Bi-Steam Trop
Figure 1: Bimetallic steam trap and valve configuration
Bimetallic steam traps
Another type of thermostatic steam trap is the bimetallic trap. Bimetallic steam traps are made using two dissimilar metal strips that are welded together to an element. The element deflects when heated. .
Bimetal steam trap
See the image below, considering this simple element, there are 2 important points to consider:
- Steam traps operate at a certain constant temperature that may not meet the requirements of a steam system that may operate at different temperatures and pressures.
- Because the force exerted by a single bimetallic strip is small, a large mass must be used to react to temperature changes in the steam system.
Bimetal steam traps
The performance of any vapor trap can be measured by its response to the vapor saturation curve, the ideal response follows the curve and just below it, a simple bimetallic element reacts linearly with temperature changes, some They use two different sets of bimetals in one batch that operate at different temperatures. (See image below.)
What is a bimetallic steam trap?
How steam traps work
A more innovative design is the thermostatic element of the spring disc, shown in the figure below. The thermostatic element is made of a set of “bimetallic disks”.
If these discs act directly between the “valve stem” and the seat (as part of the thermostatic steam traps), they will cause the condensate discharge temperature to change linearly with pressure.
Washer spring in steam trap
By inserting a “spring washer” between the discs and a retraction in the seat, it absorbs part of the bimetallic expansion at low pressure until a higher temperature change occurs with the pressure change.
This washer-shaped spring is preferable to a spiral spring, because instead of increasing the force linearly, it increases it exponentially, this effect can occur up to 15 g bar so that the spring deviates to the end of the indentation, and this This means that the condensate discharge temperature follows the vapor saturation curve more accurately.
Types of bi-metal steam traps
Advantages of Bimetal Steam Trap
Bimetallic steam traps are usually compact, yet have a high capacity for condensation.
When the steam trap is cooled, even if it is wide open, it provides a good air outlet and maximum condensate discharge under operating conditions.
Application of steam traps
As the condensate is easily released from the outlet, this type of steam trap does not freeze as long as it operates in a freezing position. The body of some bi-metal steam traps is designed so that they will not be damaged even if freezing occurs.
Steam trap efficiency
Bimetallic vapor traps are usually resistant to the effects of “hammer blow”, corrosive condensation and high vapor pressures. Bimetallic elements can operate in a wide range of vapor pressures without having to change the size of the orifice.
Even if it is located at the bottom of the seat, it tends to resist backflow through the steam trap.
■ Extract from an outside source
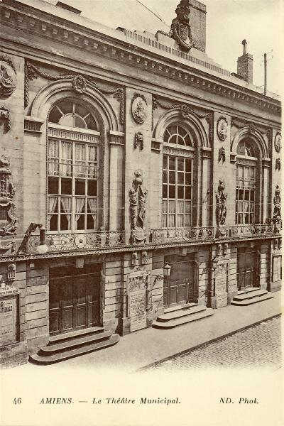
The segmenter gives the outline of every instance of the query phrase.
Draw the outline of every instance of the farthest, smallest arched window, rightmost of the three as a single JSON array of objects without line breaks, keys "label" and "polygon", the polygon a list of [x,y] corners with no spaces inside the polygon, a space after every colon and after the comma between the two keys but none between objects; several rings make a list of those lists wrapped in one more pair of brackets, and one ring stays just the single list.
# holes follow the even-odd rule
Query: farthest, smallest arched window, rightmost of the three
[{"label": "farthest, smallest arched window, rightmost of the three", "polygon": [[236,153],[236,224],[256,224],[259,221],[260,154],[251,138],[242,139]]}]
However, if there is a reverse current with any possibility, a separate check valve should be installed at the bottom of the trap.
Temperature in the steam trap
As the condensate discharges at variable temperatures below the saturation temperature, some of the enthalpy of saturated water can be transferred to the device if dewatering from the steam room can be tolerated. In this way, the maximum energy of the condensate is released before it disappears and explains why these traps are used in the tracking lines.
Steam trap maintenance
Maintenance of this type of steam trap is such that the inputs can be replaced without removing the trap body from the line. The produced steam steam increases the return pressure in the condensate line whenever the condensate is discharged from higher to lower pressure. Becomes. The cooling base allows the condensate to cool, producing less flash steam in the condensate line and thus helping to reduce the return pressure.
Disadvantages of Bimetal Steam Traps
When the condensate is emptied below the steam temperature, dewatering of the steam space occurs, unless a steam trap is installed at the end of a long cooling base. Bimetallic steam traps are not suitable for installation in processes where immediate removal of condensate is necessary to achieve maximum output.
Some bimetal steam traps are vulnerable to pipe clogging due to low internal flow velocities. However, some bi-metal traps have valve-shaped trims that absorb discharge energy to open the valve further.
If the bimetal vapor trap is discharged at a significant return pressure, the condensate must be cooled to a temperature below the required normal before it can even be opened. A return pressure of 50% may cause the discharge temperature to drop to a maximum of 50 ° C. It may be necessary to increase the length of the cooling base in the face of these conditions.
Bimetallic vapor traps do not respond quickly to load or pressure changes because the element responds slowly.